Sesudahnya, saya jadi menyesal.
“Ah kenapa ya. Kok saya jadi menceramahi isteri saya seperti itu? Ah terjebak
lagi. Susahnya mengendalikan diri ini.”
Dan
keesokan harinya,
Saya merasa tak nyaman sepanjang waktu. Saya jadi bad mood. Suasana hati saya
jadi gelisah tak menentu. Lalu entah kenapa kemudian, saya jadi begitu malas
untuk sholat. Dari pagi sampai menjelang tidur malam saat itu saya tak sholat
sekalipun.
“Kok
sekarang saya jadi begini ya? Bukankah saya sudah hidup dengan iman? Tapi
kenapa bisa jadi seperti ini?”
Disitulah
saya tersadar,
Jadi terpikir apa beda suasana hati saya di paroh awal saya mulai hidup beriman
dengan paroh akhir. Di fase awal, saya justru tak terpikir siapapun dalam hati.
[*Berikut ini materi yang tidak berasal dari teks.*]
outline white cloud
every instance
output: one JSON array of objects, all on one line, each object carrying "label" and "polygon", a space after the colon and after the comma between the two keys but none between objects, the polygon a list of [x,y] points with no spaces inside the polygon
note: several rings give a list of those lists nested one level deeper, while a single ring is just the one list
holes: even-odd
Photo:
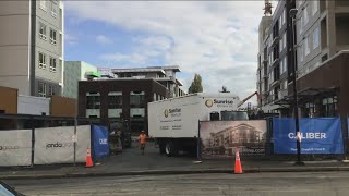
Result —
[{"label": "white cloud", "polygon": [[112,44],[112,40],[104,35],[97,35],[96,41],[100,45],[109,45]]},{"label": "white cloud", "polygon": [[[67,1],[81,20],[115,25],[135,37],[133,51],[110,52],[103,59],[146,64],[164,57],[191,77],[203,76],[206,91],[222,85],[244,98],[255,90],[257,28],[264,1]],[[94,14],[91,14],[94,13]],[[186,86],[188,88],[188,86]]]},{"label": "white cloud", "polygon": [[64,41],[65,44],[70,45],[70,46],[74,46],[77,44],[77,38],[75,36],[73,36],[72,34],[64,34]]}]

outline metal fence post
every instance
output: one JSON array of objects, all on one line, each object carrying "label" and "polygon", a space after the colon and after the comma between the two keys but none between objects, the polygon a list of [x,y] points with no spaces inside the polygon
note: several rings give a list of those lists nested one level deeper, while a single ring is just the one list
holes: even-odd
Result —
[{"label": "metal fence post", "polygon": [[32,159],[31,159],[31,167],[34,167],[34,154],[35,154],[35,126],[33,117],[31,117],[31,126],[32,126]]},{"label": "metal fence post", "polygon": [[201,160],[201,137],[200,137],[200,120],[198,120],[198,126],[197,126],[197,159]]}]

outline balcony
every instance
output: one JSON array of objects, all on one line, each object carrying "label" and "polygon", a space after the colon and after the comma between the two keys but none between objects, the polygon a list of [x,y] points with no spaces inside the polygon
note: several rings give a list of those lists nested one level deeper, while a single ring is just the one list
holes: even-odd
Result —
[{"label": "balcony", "polygon": [[276,44],[278,44],[279,42],[279,40],[280,40],[280,37],[277,35],[277,36],[275,36],[275,38],[273,39],[273,41],[272,41],[272,45],[270,45],[270,47],[273,48],[273,47],[275,47],[275,45]]},{"label": "balcony", "polygon": [[287,96],[288,96],[288,90],[287,89],[278,91],[278,98],[279,99],[282,99],[284,97],[287,97]]},{"label": "balcony", "polygon": [[272,62],[272,64],[270,64],[270,66],[273,68],[273,66],[275,66],[277,63],[279,63],[280,62],[280,59],[279,58],[276,58],[273,62]]}]

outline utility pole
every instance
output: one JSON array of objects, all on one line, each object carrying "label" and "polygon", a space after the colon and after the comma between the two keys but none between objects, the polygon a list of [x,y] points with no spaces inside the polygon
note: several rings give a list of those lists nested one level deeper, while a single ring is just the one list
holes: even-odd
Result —
[{"label": "utility pole", "polygon": [[297,161],[294,162],[294,166],[304,166],[304,162],[301,161],[301,138],[300,138],[300,131],[299,131],[299,115],[298,115],[298,93],[297,93],[297,59],[294,54],[294,47],[297,46],[294,42],[294,24],[296,24],[296,17],[298,10],[297,9],[290,9],[290,0],[287,0],[287,7],[289,11],[289,15],[291,17],[291,22],[289,23],[288,29],[290,32],[290,38],[291,38],[291,64],[292,64],[292,86],[293,86],[293,115],[294,115],[294,121],[296,121],[296,135],[297,135]]}]

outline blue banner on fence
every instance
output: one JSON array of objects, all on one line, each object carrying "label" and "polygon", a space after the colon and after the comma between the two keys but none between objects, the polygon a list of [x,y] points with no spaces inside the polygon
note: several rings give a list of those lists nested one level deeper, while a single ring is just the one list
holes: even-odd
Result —
[{"label": "blue banner on fence", "polygon": [[[300,119],[301,154],[342,154],[339,118]],[[294,119],[273,119],[274,152],[297,154]]]},{"label": "blue banner on fence", "polygon": [[347,133],[348,133],[348,137],[349,137],[349,117],[347,118]]},{"label": "blue banner on fence", "polygon": [[108,128],[105,126],[93,125],[92,131],[94,158],[109,156]]}]

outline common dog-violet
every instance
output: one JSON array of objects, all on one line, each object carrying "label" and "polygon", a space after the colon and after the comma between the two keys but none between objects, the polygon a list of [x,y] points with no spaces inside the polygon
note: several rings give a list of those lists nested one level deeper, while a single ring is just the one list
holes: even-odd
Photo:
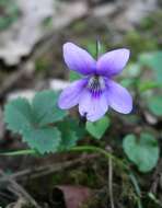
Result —
[{"label": "common dog-violet", "polygon": [[111,106],[116,112],[128,114],[132,108],[129,92],[113,78],[129,59],[129,50],[115,49],[101,55],[97,60],[72,43],[63,45],[63,58],[70,70],[84,78],[74,81],[59,96],[58,106],[69,109],[79,105],[79,113],[88,120],[95,122],[105,115]]}]

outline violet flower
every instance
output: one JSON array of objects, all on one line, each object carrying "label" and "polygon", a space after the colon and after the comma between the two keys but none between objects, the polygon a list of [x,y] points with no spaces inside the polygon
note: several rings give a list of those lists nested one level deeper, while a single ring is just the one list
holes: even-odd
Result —
[{"label": "violet flower", "polygon": [[111,106],[116,112],[128,114],[132,109],[129,92],[113,81],[129,59],[129,50],[121,48],[102,55],[97,60],[72,43],[63,45],[63,58],[69,69],[85,76],[74,81],[59,96],[58,106],[69,109],[79,105],[79,113],[95,122]]}]

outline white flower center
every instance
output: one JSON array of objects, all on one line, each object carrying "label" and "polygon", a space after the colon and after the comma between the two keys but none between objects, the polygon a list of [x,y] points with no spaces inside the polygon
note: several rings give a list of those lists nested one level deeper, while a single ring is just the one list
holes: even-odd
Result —
[{"label": "white flower center", "polygon": [[105,80],[100,76],[93,76],[88,82],[88,89],[93,94],[100,94],[105,89]]}]

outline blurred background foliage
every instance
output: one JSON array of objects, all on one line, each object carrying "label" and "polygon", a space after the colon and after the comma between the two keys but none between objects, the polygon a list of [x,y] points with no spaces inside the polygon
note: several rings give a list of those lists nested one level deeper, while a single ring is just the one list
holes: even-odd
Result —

Saya hanya sibuk dengan diri saya sendiri yang tenggelam dalam gelora spiritual
pada Tuhan. Lalu sibuk menyesali berbagai kekurangan diri. Tapi di fase
berikutnya, justru saya sibuk menilai orang lain dalam hati. Sekalian
membanding-bandingkannya dengan ketaatan dan kekhusyukan saya dalam beribadah
dan menghayati hidup dengan iman.
Begitulah.
Bila hawa nafsu sudah masuk, maka apapun yang dijalani, tetap akan jadi masalah
bahkan menjadi siksaan. Meskipun niat saya adalah untuk beragama dan mendekatkan
diri pada Tuhan, tapi bila bocor oleh dorongan hawa nafsu, akibatnya tetap sama
dengan mereka yang bernafsu dengan dunia. Hasil akhirnya tetap sama. Sama-sama
terjebak mengikuti hawa nafsu.
Itulah
yang saya maksud dengan bahaya beriman pada Tuhan jika dengan nafsu. Nafsu itu
adalah ego sendiri. Keinginan yang menggebu-gebu. Itu adalah kata lain dari
ambisi. Dan ambisi itu bukanlah iman. Kalau yang bekerja adalah iman, efeknya
hati akan menjadi teduh, lembut, tawadhu, dan tidak tergesa-gesa apalagi sampai
meledak-ledak.
Saya akui, perubahan sikap saya dalam beragama akhir akhir ini, adalah akibat
dari saya tergelincir pada sikap ujub tanpa saya sadari. Karena ketaatan dan
kekhusyukan saya yang sering sampai berlinang air mata, lama lama saya merasa
sudah mantap dalam iman. Lalu jadi terdorong untuk menilai dan mengutuk orang
lain dalam hati. Padahal, saya bisa
seperti itu, hakikatnya bukan karena diri saya sendiri. Tapi karena rahmat dari
Tuhan alias karena pemberian dari Tuhan. Tapi lama-lama saya merasa itu adalah
berkat ikthiar saya sendiri. Berkat perbuatan saya sendiri tanpa diawali campur
tangan Tuhan. Akhirnya Tuhan menjewer saya. Tak lagi merahmati saya hingga saya
tak mampu lagi untuk beribadah. Tak mampu lagi untuk bersikap teduh dan
tawadhu. Malah terjebak dalam suasana hati merasa diri telah mulia dari orang
lain. Dengan kata lain itu adalah laknat tersembunyi Tuhan untuk diri saya.